NHS and social care ‘at breaking point’
NHS and social care services are ‘at breaking point’ say senior health service officials in a letter to UK political leaders David Cameron, Ed Miliband and Nick Clegg, published today by The Independent.
The claim follows hot on the heels of Nuffield Trust analysis suggesting a further 17,000 hospital beds will be needed in the next seven years unless ways are found to reduce overnight stays.
In the letter, the 16 signatories state that the NHS ‘has just been through the longest, and most damaging budget squeeze in its history’ and call for the predicted £30 billion shortfall in NHS funding by 2020 to be addressed urgently with a fully costed, long term spending plan.
They list many examples of how the system is ‘buckling’ under rising demand and flat budgets, including shortages of GPs, pressure on maternity services, the failure of accident and emergency departments to meet waiting time targets, slow cancer diagnoses and lack of beds for mental health emergencies.
In social care, they go on, ‘thousands of elderly and vulnerable people are not getting the help they need and deserve just to live their daily lives safely and with dignity. People with long-term progressive conditions such as dementia have been cut adrift, reliant on unpaid and unsupported carers to live from day to day’.
They also highlight a ‘pressing need’ to invest in children and young people’s physical and mental health.
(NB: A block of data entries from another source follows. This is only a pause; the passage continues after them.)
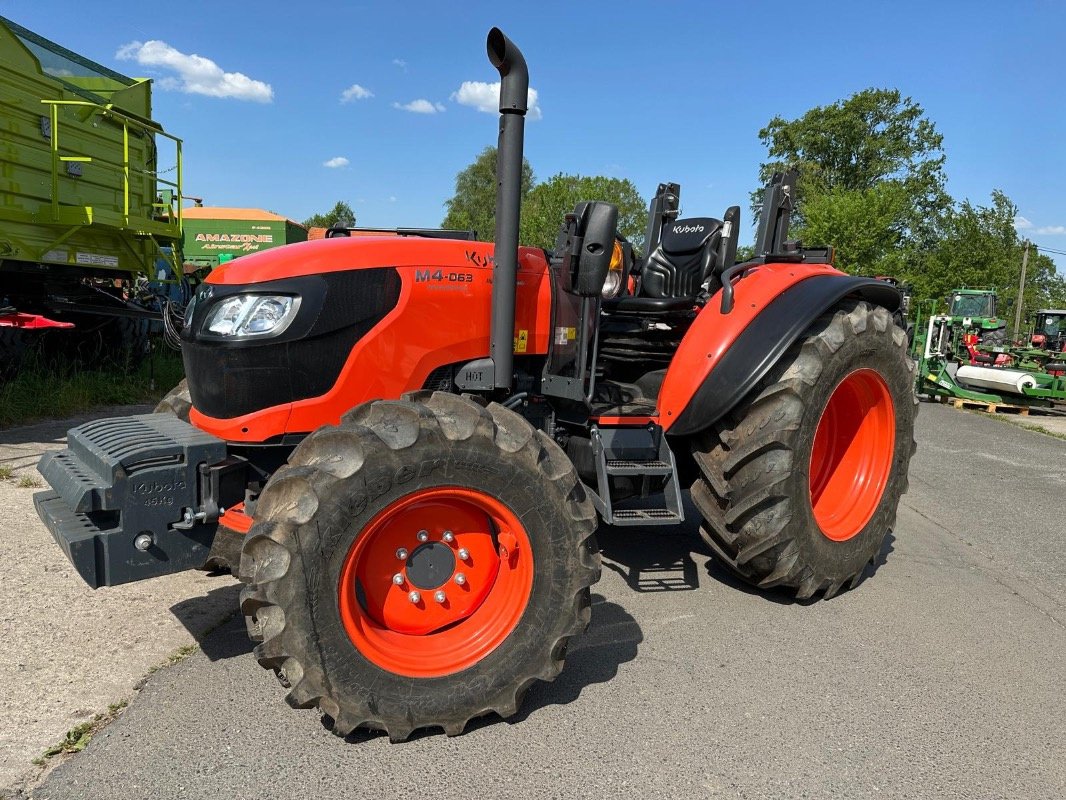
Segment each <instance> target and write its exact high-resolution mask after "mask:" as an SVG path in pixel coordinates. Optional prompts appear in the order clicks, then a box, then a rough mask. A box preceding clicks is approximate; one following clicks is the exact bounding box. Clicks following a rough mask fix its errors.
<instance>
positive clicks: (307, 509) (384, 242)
mask: <svg viewBox="0 0 1066 800" xmlns="http://www.w3.org/2000/svg"><path fill="white" fill-rule="evenodd" d="M488 57H489V60H490V61H491V63H492V64H494V66H496V68H497V69H498V70H499V73H500V75H501V77H502V89H501V92H500V139H499V161H498V166H497V169H498V176H499V191H498V199H497V213H496V219H497V229H496V237H495V242H496V243H495V246H494V245H492V244H490V243H484V242H475V241H470V240H469V238H468V239H467V240H464V239H462V238H451V239H449V238H440V237H430V236H403V237H395V238H381V237H379V238H368V237H359V236H356V235H352V236H343V235H342V236H333V237H330V238H328V239H324V240H321V241H316V242H307V243H302V244H295V245H290V246H285V247H278V249H276V250H271V251H268V252H263V253H261V254H256V255H251V256H247V257H244V258H241V259H239V260H237V261H233V262H231V263H228V265H225V266H223V267H221V268H220V269H217V270H215V271H214V272H212V273H211V275H210V277H209V278H208V279H207V282H206V283H205V284H204V285H201V286H200V287H199V289H198V290H197V292H196V294H195V297H194V300H193V301H192V302H191V303H190V305H189V307H188V308H187V310H185V314H184V322H183V327H182V329H181V331H180V338H181V341H182V353H183V358H184V364H185V372H187V375H188V385H185V383H184V382H182V385H180V386H179V387H177V388H176V389H175V390H174V391H172V393H171V395H168V396H167V398H165V399H164V401H163V402H162V403H161V405H160V409H159V411H162V412H169V413H157V414H150V415H143V416H134V417H124V418H116V419H104V420H99V421H96V422H90V423H87V425H83V426H81V427H79V428H76V429H74V430H71V431H70V433H69V439H68V449H66V450H63V451H61V452H58V453H55V454H52V455H47V457H45V459H44V460H43V461H42V464H41V471H42V474H43V475H44V476H45V477H46V478H47V479H48V481H49V483H50V484H51V487H52V491H50V492H43V493H41V494H38V495H37V496H36V497H35V502H36V507H37V511H38V513H39V515H41V517H42V518H43V519H44V522H45V523H46V525H47V526H48V527H49V529H50V530H51V532H52V533H53V535H54V538H55V540H56V542H58V543H59V545H60V546H61V547H62V548H63V549H64V550H65V551H66V554H67V555H68V556H69V558H70V560H71V562H72V563H74V565H75V567H76V569H77V570H78V572H79V573H80V574H81V575H82V577H83V578H84V579H85V580H86V581H88V583H90V585H91V586H93V587H100V586H113V585H116V583H123V582H126V581H132V580H140V579H143V578H149V577H152V576H157V575H163V574H166V573H173V572H176V571H179V570H185V569H193V567H197V566H203V565H205V564H228V565H230V566H231V567H232V569H233V570H235V572H237V574H238V575H239V576H240V578H241V580H242V581H243V582H244V583H245V586H244V588H243V591H242V594H241V610H242V611H243V613H244V615H245V618H246V621H247V628H248V634H249V636H251V637H252V638H253V639H254V640H256V641H258V642H259V643H258V645H257V646H256V651H255V652H256V657H257V658H258V659H259V662H260V663H261V665H262V666H263V667H266V668H269V669H272V670H274V671H275V672H276V673H277V675H278V677H279V678H280V679H281V683H282V684H284V685H285V686H286V687H288V700H289V702H290V703H291V704H292V705H293V706H297V707H308V706H317V707H318V708H320V709H321V711H322V713H323V714H324V715H326V717H327V718H328V722H329V724H330V725H332V727H333V730H334V731H335V732H336V733H338V734H340V735H345V734H348V733H349V732H351V731H353V730H354V729H356V727H368V729H377V730H383V731H386V732H387V733H388V735H389V736H390V737H391V738H392V739H393V740H400V739H404V738H405V737H407V736H408V735H409V734H410V733H411V732H413V731H414V730H416V729H421V727H440V729H443V731H445V732H446V733H448V734H458V733H462V731H463V730H464V726H465V725H466V724H467V722H469V721H470V720H471V719H472V718H475V717H479V716H482V715H485V714H489V713H494V711H495V713H497V714H499V715H500V716H502V717H510V716H512V715H514V714H515V713H516V711H517V708H518V706H519V703H520V702H521V699H522V695H523V694H524V693H526V691H527V690H528V689H529V688H530V687H531V686H532V685H533V684H535V683H536V682H537V681H551V679H552V678H554V677H555V676H556V675H558V674H559V673H560V671H561V670H562V669H563V659H564V657H565V655H566V647H567V642H568V641H569V640H570V638H571V637H574V636H577V635H579V634H581V633H582V631H583V630H584V629H585V627H586V626H587V625H588V621H589V587H591V586H592V585H593V583H595V582H596V580H597V578H598V577H599V573H600V564H599V556H598V550H597V544H596V531H597V528H598V526H599V525H600V524H601V523H604V524H607V525H613V526H625V525H629V526H641V527H644V528H648V529H653V528H655V526H676V525H678V524H680V523H681V522H682V518H683V507H682V502H681V489H682V486H691V496H692V500H693V502H694V505H695V507H696V509H698V512H699V515H700V517H701V519H702V525H701V528H700V530H701V532H702V535H704V538H705V539H706V541H707V543H708V545H709V546H710V548H711V549H712V550H713V553H714V554H715V557H716V558H717V559H720V560H721V561H722V562H723V563H724V564H725V565H726V566H728V569H730V570H731V571H733V572H734V573H736V574H737V575H739V576H740V577H741V578H743V579H744V580H747V581H750V582H752V583H754V585H756V586H758V587H762V588H770V587H786V588H788V589H790V590H792V591H794V593H795V595H796V596H797V597H800V598H807V597H812V596H814V595H818V594H822V595H824V596H825V597H831V596H833V595H834V594H836V593H837V592H838V591H840V590H842V589H844V588H849V587H854V586H855V585H856V583H857V582H858V581H859V579H860V577H861V576H862V574H863V570H865V567H866V566H867V564H868V563H870V562H871V561H872V560H873V559H874V558H875V557H876V556H877V554H878V553H879V551H881V548H882V545H883V542H884V540H885V537H886V534H887V533H888V531H889V530H890V529H891V528H892V526H893V524H894V521H895V511H897V506H898V503H899V500H900V496H901V494H902V493H903V492H904V491H905V489H906V485H907V467H908V463H909V460H910V455H911V453H912V452H914V449H915V444H914V438H912V430H914V421H915V413H916V404H917V403H916V400H915V397H914V393H912V389H911V387H912V385H914V375H912V372H914V364H912V362H911V361H910V359H909V358H908V357H907V346H906V345H907V343H906V337H905V334H904V332H903V331H902V330H900V327H899V326H898V325H895V324H893V321H892V314H893V311H894V310H895V309H897V306H898V304H899V302H900V294H899V292H898V291H897V290H895V289H894V288H893V287H891V286H889V285H887V284H885V283H882V282H878V281H874V279H871V278H862V277H851V276H847V275H845V274H843V273H841V272H839V271H837V270H835V269H834V268H833V267H831V266H830V261H831V253H830V252H828V251H826V250H821V251H814V250H804V249H802V247H801V246H800V245H798V243H796V242H790V241H787V240H786V235H787V230H788V221H789V210H790V205H791V199H790V196H791V182H790V179H789V178H788V177H778V178H777V179H775V181H774V182H773V183H772V185H771V186H770V187H769V188H768V190H766V194H765V202H764V205H763V209H762V214H761V221H760V225H759V229H758V237H757V243H756V244H757V253H758V255H757V257H756V258H754V259H752V260H749V261H744V262H742V263H734V260H736V258H734V255H736V246H737V239H736V237H737V233H738V226H739V208H737V207H732V208H730V209H729V210H728V211H726V213H725V214H724V219H723V220H716V219H712V218H709V217H697V218H688V219H678V191H679V190H678V187H677V186H676V185H673V183H665V185H663V186H661V187H660V188H659V191H658V193H657V194H656V196H655V199H653V201H652V203H651V208H650V213H649V220H648V234H647V240H646V255H644V256H641V257H637V256H636V255H634V253H633V251H632V249H631V247H630V246H629V245H628V244H627V242H625V241H623V240H621V239H620V238H619V237H618V235H617V231H616V223H617V210H616V209H615V207H613V206H611V205H608V204H604V203H596V202H591V203H582V204H579V205H578V207H577V208H576V209H575V211H574V213H571V214H568V215H567V217H566V220H565V223H564V225H563V228H562V233H561V235H560V239H559V243H558V246H556V247H555V250H554V252H550V253H549V252H546V251H543V250H538V249H533V247H520V246H518V219H519V177H520V167H521V162H522V134H523V125H524V114H526V110H527V94H528V85H529V76H528V73H527V68H526V62H524V60H523V58H522V55H521V53H520V51H519V50H518V48H517V47H516V46H515V45H514V43H512V42H511V41H510V39H508V38H507V37H506V36H504V35H503V33H501V32H500V31H499V30H498V29H494V30H492V31H490V32H489V34H488ZM334 233H341V234H346V233H353V234H354V233H355V231H334ZM445 236H447V234H446V235H445ZM624 500H626V502H623V501H624ZM653 533H655V531H653V530H651V534H652V535H653ZM605 534H607V535H610V532H609V531H608V532H607V533H605Z"/></svg>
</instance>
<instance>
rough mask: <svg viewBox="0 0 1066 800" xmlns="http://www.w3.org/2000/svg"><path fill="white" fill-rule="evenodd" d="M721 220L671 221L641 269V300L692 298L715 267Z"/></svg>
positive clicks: (647, 258)
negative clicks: (650, 298) (676, 298)
mask: <svg viewBox="0 0 1066 800" xmlns="http://www.w3.org/2000/svg"><path fill="white" fill-rule="evenodd" d="M721 238H722V221H721V220H715V219H712V218H710V217H693V218H690V219H688V220H672V221H669V222H667V223H666V224H664V225H663V227H662V235H661V236H660V238H659V242H658V243H657V245H656V246H655V247H652V249H651V252H649V253H648V257H647V258H646V259H645V261H644V263H643V265H642V267H641V292H640V295H641V297H644V298H656V299H658V298H688V299H692V298H695V297H696V294H698V293H699V289H700V286H701V285H702V283H704V281H706V279H707V277H708V276H709V275H710V274H711V272H712V270H713V269H714V267H715V257H716V255H717V246H718V240H720V239H721Z"/></svg>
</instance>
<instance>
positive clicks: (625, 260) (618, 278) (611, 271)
mask: <svg viewBox="0 0 1066 800" xmlns="http://www.w3.org/2000/svg"><path fill="white" fill-rule="evenodd" d="M625 265H626V255H625V253H624V252H623V249H621V242H619V241H617V240H616V241H615V243H614V252H613V253H612V254H611V267H610V268H609V269H608V273H607V281H604V282H603V289H602V291H601V292H600V294H601V295H602V297H603V298H604V299H605V300H610V299H611V298H616V297H618V294H620V293H621V290H623V288H624V286H625V281H624V279H623V277H624V274H625V271H624V270H623V267H625Z"/></svg>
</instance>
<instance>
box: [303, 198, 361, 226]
mask: <svg viewBox="0 0 1066 800" xmlns="http://www.w3.org/2000/svg"><path fill="white" fill-rule="evenodd" d="M334 225H344V226H348V227H353V226H354V225H355V211H353V210H352V207H351V206H350V205H348V204H346V203H344V201H337V205H336V206H334V207H333V208H332V209H330V210H329V211H327V212H326V213H324V214H311V215H310V217H308V218H307V219H306V220H304V227H305V228H329V227H333V226H334Z"/></svg>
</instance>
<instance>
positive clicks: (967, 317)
mask: <svg viewBox="0 0 1066 800" xmlns="http://www.w3.org/2000/svg"><path fill="white" fill-rule="evenodd" d="M998 302H999V298H997V295H996V290H995V289H952V291H951V294H950V295H949V305H948V315H947V316H949V317H950V318H951V322H952V325H954V326H956V327H963V329H969V331H970V332H971V333H972V334H973V335H975V336H976V337H978V341H980V342H981V343H983V345H1003V343H1005V342H1006V320H1004V319H1001V318H999V317H997V316H996V311H997V305H998Z"/></svg>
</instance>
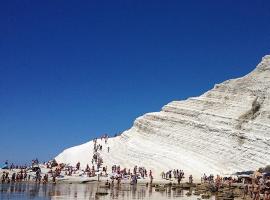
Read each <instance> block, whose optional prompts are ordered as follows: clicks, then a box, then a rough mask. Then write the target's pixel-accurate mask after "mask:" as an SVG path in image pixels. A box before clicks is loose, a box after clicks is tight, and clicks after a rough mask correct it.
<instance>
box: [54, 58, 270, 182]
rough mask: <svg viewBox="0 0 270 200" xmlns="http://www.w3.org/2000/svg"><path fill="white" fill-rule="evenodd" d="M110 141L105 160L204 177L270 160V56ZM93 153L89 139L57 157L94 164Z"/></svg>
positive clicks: (222, 172) (146, 116)
mask: <svg viewBox="0 0 270 200" xmlns="http://www.w3.org/2000/svg"><path fill="white" fill-rule="evenodd" d="M98 143H101V142H100V141H98ZM103 144H104V142H103ZM107 145H108V146H110V152H109V153H108V152H107V149H104V148H106V145H104V146H103V149H104V150H103V151H101V156H102V158H103V160H104V165H105V166H106V165H107V166H108V167H110V166H112V165H113V164H116V165H121V166H123V167H129V168H132V167H134V166H135V165H138V166H144V167H146V168H148V169H152V170H153V171H154V174H155V175H156V176H159V175H160V172H161V171H165V170H169V169H183V170H184V171H185V172H186V174H193V175H194V176H195V177H197V178H199V177H201V175H202V174H203V173H213V174H229V173H233V172H236V171H242V170H255V169H257V168H259V167H263V166H265V165H267V164H270V56H265V57H263V59H262V61H261V63H259V65H258V66H257V67H256V69H255V70H253V71H252V72H251V73H249V74H248V75H246V76H244V77H242V78H238V79H232V80H228V81H225V82H223V83H221V84H217V85H215V87H214V88H213V89H212V90H210V91H208V92H206V93H204V94H203V95H201V96H199V97H192V98H189V99H187V100H184V101H173V102H171V103H169V104H167V105H165V106H164V107H163V108H162V110H161V111H160V112H155V113H148V114H145V115H144V116H142V117H139V118H137V119H136V120H135V122H134V125H133V127H131V129H129V130H127V131H125V132H124V133H123V134H121V135H120V136H118V137H115V138H111V139H109V141H108V144H107ZM92 155H93V142H92V141H90V142H88V143H85V144H82V145H79V146H75V147H72V148H69V149H67V150H65V151H63V152H62V153H61V154H59V155H58V156H57V157H56V160H57V161H58V162H62V163H69V164H72V165H75V163H76V162H78V161H80V162H81V164H82V165H86V164H87V163H89V164H90V165H91V160H92Z"/></svg>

‘While we welcome the fact that the NHS has risen to the top of the political agenda, and some new spending commitments have been made, we need a comprehensive, fully costed, long-term spending plan … It must also take into account the need for vital social care. This will also require a guarantee that the NHS will be protected from another top-down reorganisation which is not in the best interests of patients, and distracts from the severe, long-term funding pressures facing the health service,’ they concluded.
Signatories to the letter were: Dr Mark Porter, chair of council, British Medical Association; Dr Peter Carter, chief executive and general secretary, Royal College of Nursing; Prof Jane Dacre, president, Royal College of Physicians; Dr Maureen Baker, chair, Royal College of General Practitioners; Cathy Warwick, chief executive, Royal College of Midwives; Dr Hilary Cass, president, Royal College of Paediatrics and Child Health; Dr David Richmond, president, Royal College of Obstetricians and Gynaecologists; Prof Caroline MacEwen, president, Royal College of Ophthalmologists; Jeremy Hughes, chief executive, Alzheimer’s Society; Henny Braund, chief executive, Anthony Nolan; Michelle Mitchell, chief executive, the MS Society; Lesley Anne Alexander, chief executive, Royal National Institute of Blind People; Siobhan Dunn, chief executive of Teenage Cancer Trust; Dr Peter Swinyard, GP Swindon and national chairman, The Family Doctor Association; Moira Auchterlonie, chief executive, Family Doctor Association and Dr John Middleton, acting president, Faculty of Public Health.